Türkiye Kamu-Sen Nevşehir İl Temsilcisi ve Türk Sağlık Sen Şube Başkanı Turgay Çetin, Türk Eğitim Sen Şube Başkanı Tayfur Urgenç, Türk Büro Sen İl Temsilcisi Ömer Koç, Türk Emekli Sen İl Temsilcisi Yavuz Soysaldı, Türk Sağlık Sen Şube Başkan Yardımcıları Mahir Gölbaşı, Metin Şahin ve üyelerimizin katıldığı basın açıklaması İl Temsilciliği binasında gerçekleşti.

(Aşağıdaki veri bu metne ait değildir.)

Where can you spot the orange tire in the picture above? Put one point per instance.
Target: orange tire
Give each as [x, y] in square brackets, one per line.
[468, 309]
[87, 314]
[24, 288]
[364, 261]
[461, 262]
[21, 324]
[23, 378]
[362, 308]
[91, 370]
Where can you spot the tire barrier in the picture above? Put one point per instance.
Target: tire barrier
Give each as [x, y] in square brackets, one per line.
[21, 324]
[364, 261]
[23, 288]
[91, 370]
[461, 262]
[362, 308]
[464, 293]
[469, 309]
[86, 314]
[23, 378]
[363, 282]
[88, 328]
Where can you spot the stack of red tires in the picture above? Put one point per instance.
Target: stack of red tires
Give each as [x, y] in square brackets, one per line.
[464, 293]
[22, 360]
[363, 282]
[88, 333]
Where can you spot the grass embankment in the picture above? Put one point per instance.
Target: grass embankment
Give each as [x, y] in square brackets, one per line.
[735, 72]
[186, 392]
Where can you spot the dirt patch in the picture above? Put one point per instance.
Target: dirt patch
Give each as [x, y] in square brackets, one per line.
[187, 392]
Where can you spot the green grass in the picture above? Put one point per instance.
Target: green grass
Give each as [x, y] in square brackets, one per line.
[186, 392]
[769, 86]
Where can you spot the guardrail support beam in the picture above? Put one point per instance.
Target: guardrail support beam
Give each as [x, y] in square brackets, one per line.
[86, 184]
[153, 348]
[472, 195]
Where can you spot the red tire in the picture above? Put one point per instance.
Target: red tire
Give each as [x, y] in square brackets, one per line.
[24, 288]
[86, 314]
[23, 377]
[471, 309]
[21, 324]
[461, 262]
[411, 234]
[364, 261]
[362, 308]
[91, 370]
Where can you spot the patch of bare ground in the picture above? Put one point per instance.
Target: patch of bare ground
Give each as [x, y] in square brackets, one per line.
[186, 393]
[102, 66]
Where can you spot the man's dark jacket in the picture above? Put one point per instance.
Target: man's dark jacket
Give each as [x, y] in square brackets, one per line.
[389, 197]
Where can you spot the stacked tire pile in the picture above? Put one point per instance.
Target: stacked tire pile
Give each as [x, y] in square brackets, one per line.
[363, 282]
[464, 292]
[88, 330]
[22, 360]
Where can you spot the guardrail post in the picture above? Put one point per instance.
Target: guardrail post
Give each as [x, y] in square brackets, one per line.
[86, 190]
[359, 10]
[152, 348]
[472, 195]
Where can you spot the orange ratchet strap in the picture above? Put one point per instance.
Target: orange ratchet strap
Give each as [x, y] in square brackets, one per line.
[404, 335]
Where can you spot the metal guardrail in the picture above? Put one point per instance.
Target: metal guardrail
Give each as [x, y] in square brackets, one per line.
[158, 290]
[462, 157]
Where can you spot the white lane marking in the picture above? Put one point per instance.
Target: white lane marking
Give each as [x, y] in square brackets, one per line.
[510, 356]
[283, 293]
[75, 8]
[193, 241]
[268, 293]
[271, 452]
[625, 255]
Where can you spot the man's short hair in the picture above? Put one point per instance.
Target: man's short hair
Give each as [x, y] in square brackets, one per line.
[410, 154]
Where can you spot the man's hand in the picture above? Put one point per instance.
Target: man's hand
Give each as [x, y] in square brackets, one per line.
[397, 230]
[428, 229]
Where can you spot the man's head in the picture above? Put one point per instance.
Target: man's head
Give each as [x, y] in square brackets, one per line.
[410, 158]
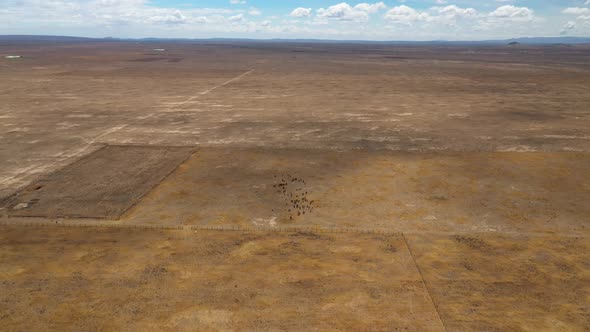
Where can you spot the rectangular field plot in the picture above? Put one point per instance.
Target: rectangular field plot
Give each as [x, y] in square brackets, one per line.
[102, 185]
[209, 281]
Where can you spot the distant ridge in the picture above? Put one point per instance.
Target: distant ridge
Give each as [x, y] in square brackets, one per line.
[514, 41]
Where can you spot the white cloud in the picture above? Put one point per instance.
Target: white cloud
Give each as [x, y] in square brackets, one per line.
[301, 12]
[570, 25]
[236, 18]
[406, 15]
[454, 12]
[576, 11]
[343, 12]
[512, 13]
[370, 8]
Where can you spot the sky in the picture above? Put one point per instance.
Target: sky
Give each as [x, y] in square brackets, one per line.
[317, 19]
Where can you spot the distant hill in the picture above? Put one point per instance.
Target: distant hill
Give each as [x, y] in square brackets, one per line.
[514, 41]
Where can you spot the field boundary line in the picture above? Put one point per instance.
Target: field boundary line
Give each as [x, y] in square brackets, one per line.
[424, 283]
[286, 229]
[215, 87]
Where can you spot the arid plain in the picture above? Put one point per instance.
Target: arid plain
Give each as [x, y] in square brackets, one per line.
[292, 186]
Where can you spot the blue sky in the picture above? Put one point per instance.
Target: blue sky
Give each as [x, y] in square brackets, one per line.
[323, 19]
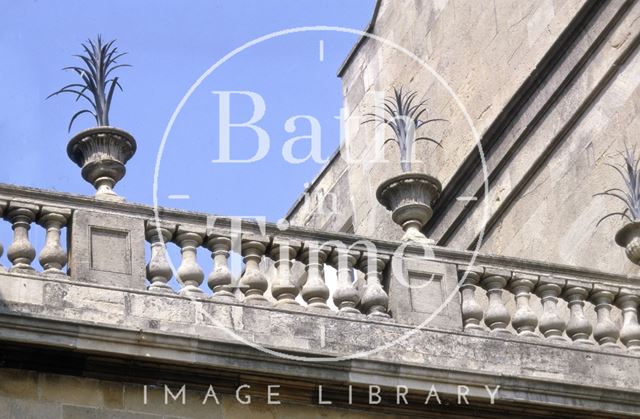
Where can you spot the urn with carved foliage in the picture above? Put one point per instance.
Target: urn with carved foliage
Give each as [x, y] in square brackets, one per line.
[629, 238]
[102, 153]
[410, 197]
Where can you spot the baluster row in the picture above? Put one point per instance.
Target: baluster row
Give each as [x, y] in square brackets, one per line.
[253, 284]
[549, 322]
[21, 252]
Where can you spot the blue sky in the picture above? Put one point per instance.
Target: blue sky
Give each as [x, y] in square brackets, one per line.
[170, 44]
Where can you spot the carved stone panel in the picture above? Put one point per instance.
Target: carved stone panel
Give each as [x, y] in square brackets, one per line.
[107, 249]
[423, 292]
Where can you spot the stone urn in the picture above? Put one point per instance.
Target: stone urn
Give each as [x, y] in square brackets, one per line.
[629, 238]
[102, 153]
[410, 197]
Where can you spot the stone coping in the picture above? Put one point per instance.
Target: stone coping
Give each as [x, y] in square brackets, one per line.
[59, 313]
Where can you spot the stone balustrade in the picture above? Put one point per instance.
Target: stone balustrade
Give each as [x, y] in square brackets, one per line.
[508, 297]
[567, 309]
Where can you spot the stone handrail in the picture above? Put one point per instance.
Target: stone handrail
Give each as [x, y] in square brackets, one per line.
[106, 243]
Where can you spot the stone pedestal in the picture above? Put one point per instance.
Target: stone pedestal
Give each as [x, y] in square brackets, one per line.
[107, 249]
[420, 289]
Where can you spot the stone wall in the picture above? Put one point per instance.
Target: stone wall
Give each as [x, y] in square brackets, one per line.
[551, 89]
[31, 394]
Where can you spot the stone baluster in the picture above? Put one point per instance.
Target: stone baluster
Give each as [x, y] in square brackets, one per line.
[551, 324]
[159, 270]
[374, 300]
[52, 256]
[3, 207]
[627, 301]
[496, 316]
[524, 319]
[220, 279]
[471, 309]
[21, 252]
[578, 328]
[606, 332]
[345, 297]
[189, 273]
[253, 282]
[283, 289]
[314, 292]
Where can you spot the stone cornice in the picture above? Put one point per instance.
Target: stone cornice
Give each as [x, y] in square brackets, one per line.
[527, 370]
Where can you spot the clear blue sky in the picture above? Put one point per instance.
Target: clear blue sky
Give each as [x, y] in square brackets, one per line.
[170, 44]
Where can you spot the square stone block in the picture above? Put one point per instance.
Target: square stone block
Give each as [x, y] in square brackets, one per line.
[107, 249]
[419, 289]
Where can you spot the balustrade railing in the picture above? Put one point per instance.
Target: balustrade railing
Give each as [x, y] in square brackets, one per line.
[569, 309]
[498, 295]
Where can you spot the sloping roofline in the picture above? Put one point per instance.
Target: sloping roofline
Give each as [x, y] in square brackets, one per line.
[343, 67]
[360, 42]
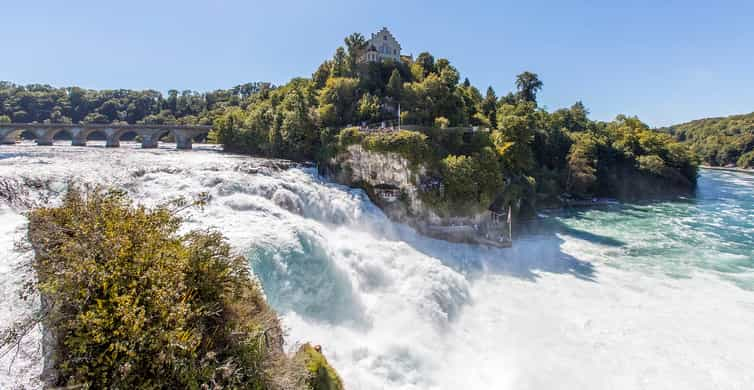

İl Temsilcisi Turgay Çetin, “Gözümüze uzak, gönlümüze yakın Doğu Türkistan’dan yükselen çığlıkla yüreklerimiz yanmaktadır. Neredeyse 250 yıldır Doğu Türkistan’da bir millet kan ağlarken; bütün dünya kör, sağır, dilsiz; bu hayasız, bu alçakça zulmü seyretmektedir. Ne yazık ki, milletimizin büyük çoğunluğunun yaşanan insanlık dramından haberi dahi yoktur. Çin Devleti, yıllardır işgal ettiği Doğu Türkistan’da sistematik katliamlar gerçekleştirmektedir. Türkistan kan gölü haline gelmişken başta İslam ülkeleri ve Birleşmiş Milletler yaşanan dramı görmezden gelmekte, sözde insan hakları savunucuları susmakla yetinmektedir. Doğu Türkistan’da evlerinden, yurtlarından edilmiş milyonlara, katledilen canlara kimsenin gözlerini kapatma hakkı yoktur. Türkmen soydaşlarımız toplama kamplarında tecrit altında tutulmakta, türlü işkencelere maruz bırakılmaktadır. Ne hikmetse bu vahşet, basın yayın organlarının ilgisini çekmemekte, birçok basın kuruluşu için akan Türk kanı haber değeri dahi taşımamaktadır. Ne Batı’da ne de Türkiye’de işgal altındaki Türkistan’ın çığlığı bir türlü duyulmamakta, akan kan Türk’ün olunca kulaklar sağır, gözler kör olmaktadır. Birleşmiş Milletler; Temel İnsan Hakları Sözleşmesi, Soykırımın Önlenmesi ve Savaş Suçlularının Cezalandırılması Sözleşmesi ve Siyasi ve Medeni Haklar Sözleşmesi ile tüm insanların can ve mal güvenliğini teminat altına almıştır. Oysa bugün Birleşmiş Milletlere üye devletlerin gözleri önünde Müslüman kanı akıtılmakta, insanlık suçu işlenmektedir. Birleşmiş Milletler insanlığın etrafında mı yoksa küresel güçlerin ortak çıkarları etrafında mı birleşmiştir? Doğu Türkistan’da akıtılan bu kanı durdurmak, yaşanan insanlık dramına son vermek insanlığın üzerine düşen tarihi bir sorumluluktur. Ama BM ya susmakta ya da gerçeklere gözlerini kapatmaktadır. Birleşmiş Milletlerin görevi, olayları takip etmek değil, olaylara müdahale etmektir. Birleşmiş Milletler üyelerinin vicdanlarının sızlaması için daha kaç Müslüman’ın kanı akmalı, kaç çocuk zehirli gazlarla boğulmalı, kaç kadına tecavüz edilmeli, kaç genç parçalanmalıdır? Bu nedenle BM, duruma müdahale etmek, olayların önlenemez noktalara gelmesinin önüne geçmek ve bu soykırıma son vermek için derhal harekete geçmelidir. Unutulmamalıdır ki, Birleşmiş Milletler, egemen güçlerin siyasi, ekonomik ve ideolojik emellerine alet olmak için değil; adalet ve güvenliği, ekonomik kalkınma ve sosyal eşitliği tüm ülkelere sağlamak için vardır” dedi.